French sculptor, known as Auguste, one of the most important sculptors of the French Romantic movement. He was born in the working-class Marais district of Paris and was apprenticed to an ornamental carver. He later trained in the studio of Pierre-Jean David d’Angers.

His first serious sculptural essays were mostly portrait medallions in the manner of David d’Angers. There is also record of an early relief entitled Two Slaves Cutting the Throat of a Young Roman Actor, said to have belonged to Daumier. By the time of his Salon début in 1833, Préault was immersed in the socially conscious subject-matter favoured by the liberal Romantics among whom he moved. His 1833 exhibits were Two Poor Women, Beggary and Gilbert Dying in the Hospital (all destroyed). In 1834 his Pariahs (also destroyed) was refused, presumably because of its pointed social comment, unacceptable in the bourgeois atmosphere of the July monarchy (1830-48). However, his tumultuous plaster relief The Killing (bronze version, 1854; Chartres, Musée des Beaux-Arts) with its emphasis on extreme physical and emotional states was accepted. All these works were broadly and rapidly executed, with bold forms and daring compositions and subjects.
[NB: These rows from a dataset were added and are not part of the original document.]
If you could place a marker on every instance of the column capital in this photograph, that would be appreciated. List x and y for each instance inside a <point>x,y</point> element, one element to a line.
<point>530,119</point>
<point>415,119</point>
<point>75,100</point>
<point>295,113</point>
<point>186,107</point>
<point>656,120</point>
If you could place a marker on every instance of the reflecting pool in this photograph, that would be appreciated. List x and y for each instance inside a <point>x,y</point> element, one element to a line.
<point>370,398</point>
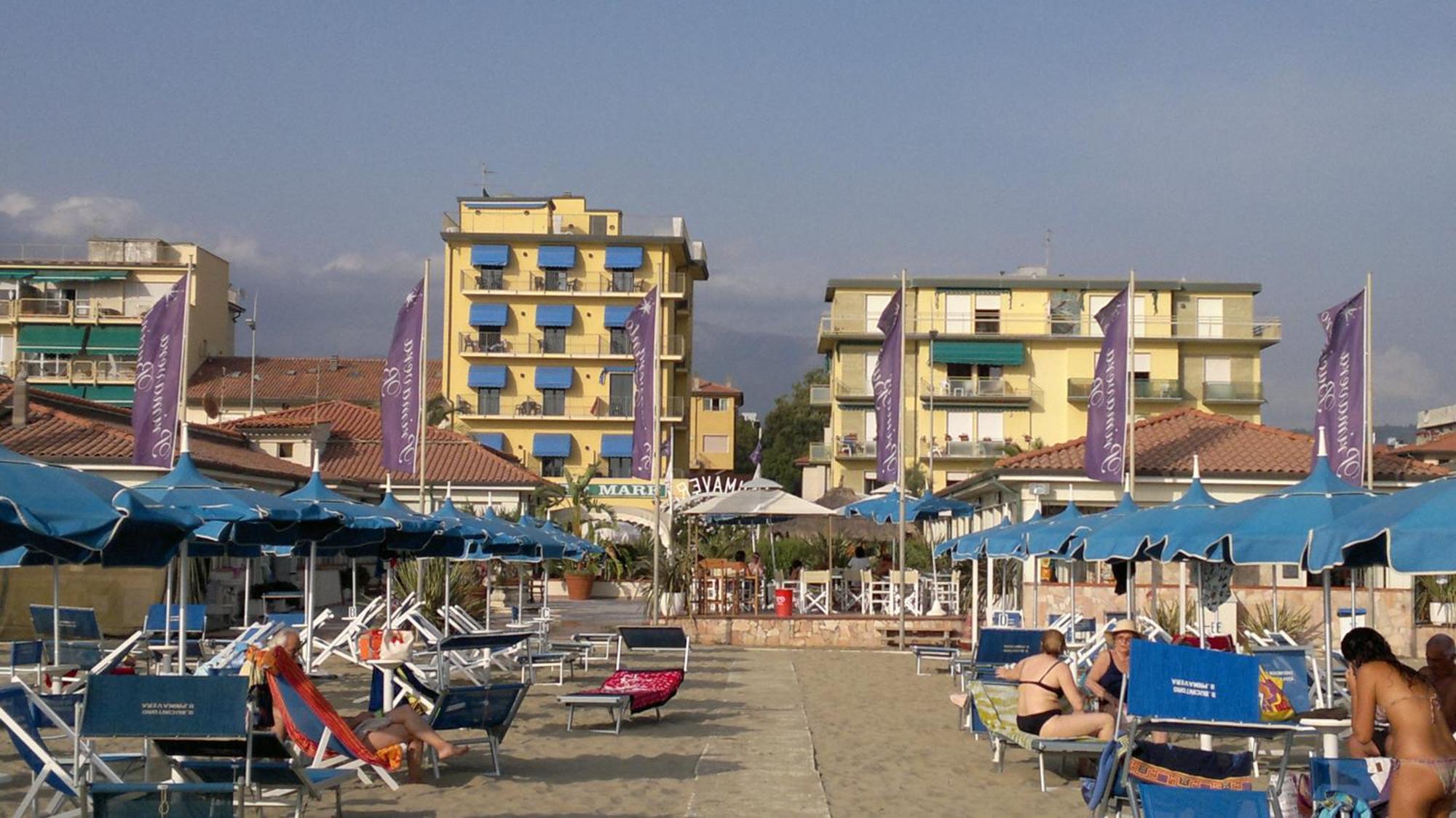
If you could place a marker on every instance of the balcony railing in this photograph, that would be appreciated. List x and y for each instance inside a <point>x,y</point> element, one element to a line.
<point>571,408</point>
<point>1077,327</point>
<point>1233,392</point>
<point>529,346</point>
<point>1010,389</point>
<point>1150,389</point>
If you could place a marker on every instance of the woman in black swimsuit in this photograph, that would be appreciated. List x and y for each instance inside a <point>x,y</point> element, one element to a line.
<point>1042,682</point>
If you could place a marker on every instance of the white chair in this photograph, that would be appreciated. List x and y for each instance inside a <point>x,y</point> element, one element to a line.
<point>815,592</point>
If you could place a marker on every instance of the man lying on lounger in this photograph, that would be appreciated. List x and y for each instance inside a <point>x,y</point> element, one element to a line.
<point>401,726</point>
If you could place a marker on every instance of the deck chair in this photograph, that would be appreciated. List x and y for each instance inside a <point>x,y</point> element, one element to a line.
<point>997,705</point>
<point>318,730</point>
<point>815,592</point>
<point>24,714</point>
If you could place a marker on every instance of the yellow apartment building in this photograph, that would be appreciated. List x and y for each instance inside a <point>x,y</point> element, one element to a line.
<point>71,318</point>
<point>998,366</point>
<point>714,421</point>
<point>538,359</point>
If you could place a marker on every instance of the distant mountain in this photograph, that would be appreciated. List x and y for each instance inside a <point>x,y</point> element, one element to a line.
<point>762,365</point>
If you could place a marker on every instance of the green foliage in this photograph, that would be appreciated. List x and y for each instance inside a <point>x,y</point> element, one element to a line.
<point>790,429</point>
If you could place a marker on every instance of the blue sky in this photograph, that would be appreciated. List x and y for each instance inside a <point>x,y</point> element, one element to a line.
<point>315,146</point>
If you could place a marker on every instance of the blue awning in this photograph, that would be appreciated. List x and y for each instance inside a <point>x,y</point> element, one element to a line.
<point>617,317</point>
<point>551,446</point>
<point>624,258</point>
<point>487,378</point>
<point>617,446</point>
<point>557,257</point>
<point>490,315</point>
<point>554,378</point>
<point>494,440</point>
<point>555,315</point>
<point>494,257</point>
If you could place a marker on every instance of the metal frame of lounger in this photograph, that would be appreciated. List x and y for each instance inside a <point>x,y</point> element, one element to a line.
<point>669,646</point>
<point>47,769</point>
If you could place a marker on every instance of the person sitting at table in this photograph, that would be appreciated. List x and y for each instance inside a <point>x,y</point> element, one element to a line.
<point>1423,774</point>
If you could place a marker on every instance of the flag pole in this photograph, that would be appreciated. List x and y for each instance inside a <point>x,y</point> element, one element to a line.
<point>1129,443</point>
<point>901,461</point>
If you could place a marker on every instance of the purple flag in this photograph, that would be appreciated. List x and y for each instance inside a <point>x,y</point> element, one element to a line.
<point>1107,400</point>
<point>889,368</point>
<point>1340,388</point>
<point>159,381</point>
<point>643,334</point>
<point>400,389</point>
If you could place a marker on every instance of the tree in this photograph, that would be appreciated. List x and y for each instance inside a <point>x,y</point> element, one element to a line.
<point>745,437</point>
<point>790,429</point>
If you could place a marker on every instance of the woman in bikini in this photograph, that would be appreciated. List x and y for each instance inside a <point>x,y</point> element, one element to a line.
<point>1043,680</point>
<point>1423,778</point>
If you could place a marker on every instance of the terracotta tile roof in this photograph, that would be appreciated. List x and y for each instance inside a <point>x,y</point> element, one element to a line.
<point>65,429</point>
<point>714,389</point>
<point>290,381</point>
<point>355,448</point>
<point>1227,448</point>
<point>1441,445</point>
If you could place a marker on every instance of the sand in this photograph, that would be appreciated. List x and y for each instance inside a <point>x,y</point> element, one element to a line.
<point>752,733</point>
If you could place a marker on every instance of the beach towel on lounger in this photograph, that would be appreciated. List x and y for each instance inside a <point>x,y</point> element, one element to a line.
<point>649,689</point>
<point>290,685</point>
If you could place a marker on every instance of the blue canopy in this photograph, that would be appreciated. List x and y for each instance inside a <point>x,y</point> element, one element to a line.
<point>237,520</point>
<point>886,509</point>
<point>78,517</point>
<point>1275,529</point>
<point>1410,532</point>
<point>1139,535</point>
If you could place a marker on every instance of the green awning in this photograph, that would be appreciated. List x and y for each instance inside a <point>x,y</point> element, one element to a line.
<point>119,340</point>
<point>994,353</point>
<point>120,395</point>
<point>56,276</point>
<point>52,338</point>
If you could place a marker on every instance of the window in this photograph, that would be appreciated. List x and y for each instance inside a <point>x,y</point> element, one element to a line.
<point>620,466</point>
<point>620,344</point>
<point>488,401</point>
<point>988,315</point>
<point>554,466</point>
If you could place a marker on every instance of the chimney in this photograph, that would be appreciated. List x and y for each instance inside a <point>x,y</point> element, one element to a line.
<point>20,401</point>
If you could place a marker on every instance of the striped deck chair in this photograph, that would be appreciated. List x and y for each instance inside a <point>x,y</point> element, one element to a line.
<point>317,728</point>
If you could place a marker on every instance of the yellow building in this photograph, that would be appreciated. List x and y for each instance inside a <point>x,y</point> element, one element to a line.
<point>714,420</point>
<point>71,319</point>
<point>538,359</point>
<point>1007,365</point>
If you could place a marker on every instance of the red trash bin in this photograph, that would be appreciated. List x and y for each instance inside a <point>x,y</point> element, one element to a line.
<point>784,603</point>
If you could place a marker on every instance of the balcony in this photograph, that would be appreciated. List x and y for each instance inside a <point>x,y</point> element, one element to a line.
<point>1007,391</point>
<point>539,408</point>
<point>1144,389</point>
<point>1233,392</point>
<point>539,346</point>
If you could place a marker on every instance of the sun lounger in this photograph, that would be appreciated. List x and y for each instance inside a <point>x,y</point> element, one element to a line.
<point>997,707</point>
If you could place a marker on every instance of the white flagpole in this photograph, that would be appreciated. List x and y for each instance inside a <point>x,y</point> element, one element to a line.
<point>901,462</point>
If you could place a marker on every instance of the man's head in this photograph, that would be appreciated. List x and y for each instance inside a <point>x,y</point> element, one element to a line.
<point>1441,654</point>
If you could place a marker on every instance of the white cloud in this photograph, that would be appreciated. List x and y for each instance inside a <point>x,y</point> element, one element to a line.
<point>15,204</point>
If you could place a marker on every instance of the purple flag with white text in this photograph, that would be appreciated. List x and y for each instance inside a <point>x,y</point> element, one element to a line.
<point>159,379</point>
<point>400,388</point>
<point>889,369</point>
<point>1107,400</point>
<point>1340,388</point>
<point>641,327</point>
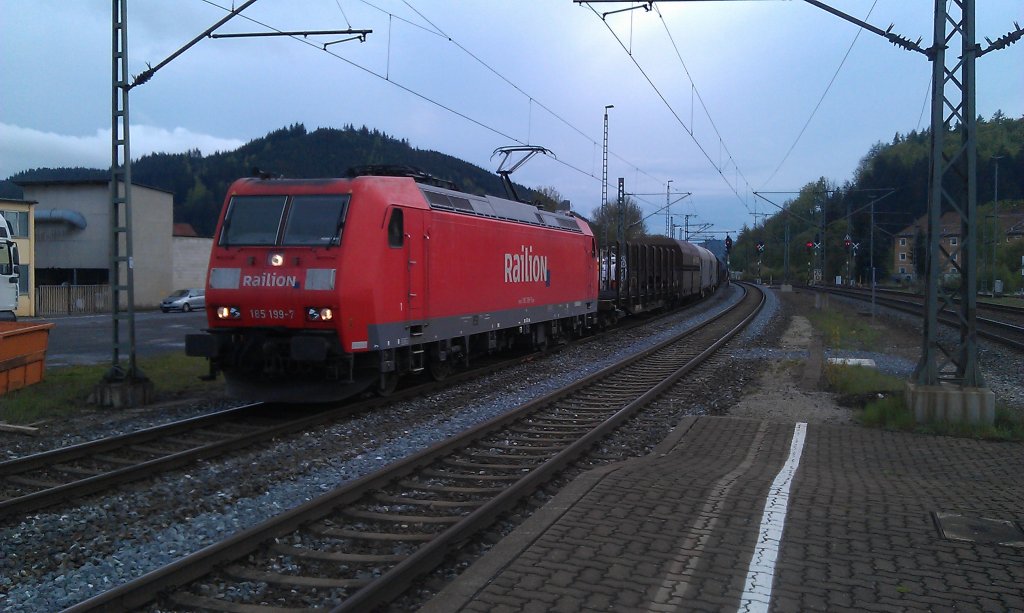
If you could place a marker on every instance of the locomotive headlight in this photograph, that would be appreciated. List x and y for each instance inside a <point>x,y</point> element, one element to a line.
<point>228,313</point>
<point>320,313</point>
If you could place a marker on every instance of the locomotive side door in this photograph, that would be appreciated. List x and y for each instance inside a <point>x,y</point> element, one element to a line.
<point>414,244</point>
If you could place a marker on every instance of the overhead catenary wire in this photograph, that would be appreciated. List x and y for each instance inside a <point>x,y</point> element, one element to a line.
<point>820,99</point>
<point>400,86</point>
<point>671,108</point>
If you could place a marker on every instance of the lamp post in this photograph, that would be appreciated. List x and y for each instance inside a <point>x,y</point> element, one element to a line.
<point>604,173</point>
<point>995,217</point>
<point>668,210</point>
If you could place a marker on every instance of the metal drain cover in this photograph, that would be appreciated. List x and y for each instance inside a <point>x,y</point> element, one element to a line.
<point>954,526</point>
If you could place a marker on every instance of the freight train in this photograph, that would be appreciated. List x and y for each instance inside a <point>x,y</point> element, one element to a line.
<point>321,289</point>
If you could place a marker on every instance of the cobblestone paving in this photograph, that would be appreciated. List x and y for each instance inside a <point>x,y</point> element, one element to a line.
<point>675,531</point>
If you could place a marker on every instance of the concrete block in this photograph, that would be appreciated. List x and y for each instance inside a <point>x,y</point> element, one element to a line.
<point>946,402</point>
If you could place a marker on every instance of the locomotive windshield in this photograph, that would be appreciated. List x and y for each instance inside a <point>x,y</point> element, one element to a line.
<point>315,220</point>
<point>308,220</point>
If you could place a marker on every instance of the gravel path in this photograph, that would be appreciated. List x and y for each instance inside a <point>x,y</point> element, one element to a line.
<point>52,560</point>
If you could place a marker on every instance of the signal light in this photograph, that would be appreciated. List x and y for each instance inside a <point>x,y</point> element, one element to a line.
<point>228,313</point>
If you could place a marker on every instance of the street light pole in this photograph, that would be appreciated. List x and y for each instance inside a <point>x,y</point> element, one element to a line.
<point>668,210</point>
<point>995,217</point>
<point>604,174</point>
Stylistically, they derived less from Préault’s teachers and contemporaries than from Michelangelo and his French followers of the 16th and 17th centuries, Germain Pilon, Jean Goujon and Pierre Puget.

Préault has never enjoyed the continuing fame afforded to his contemporaries Antoine-Louis Barye, François Rude and his teacher David d’Angers. The reason for this is not to be found in the quality of his work but in his aggressive personality; he belonged to the circle of revolutionaries in 1830. Chance events also contributed to his relative obscurity: Préault's studio was destroyed in the fighting around the Commune and many of his plaster models were smashed.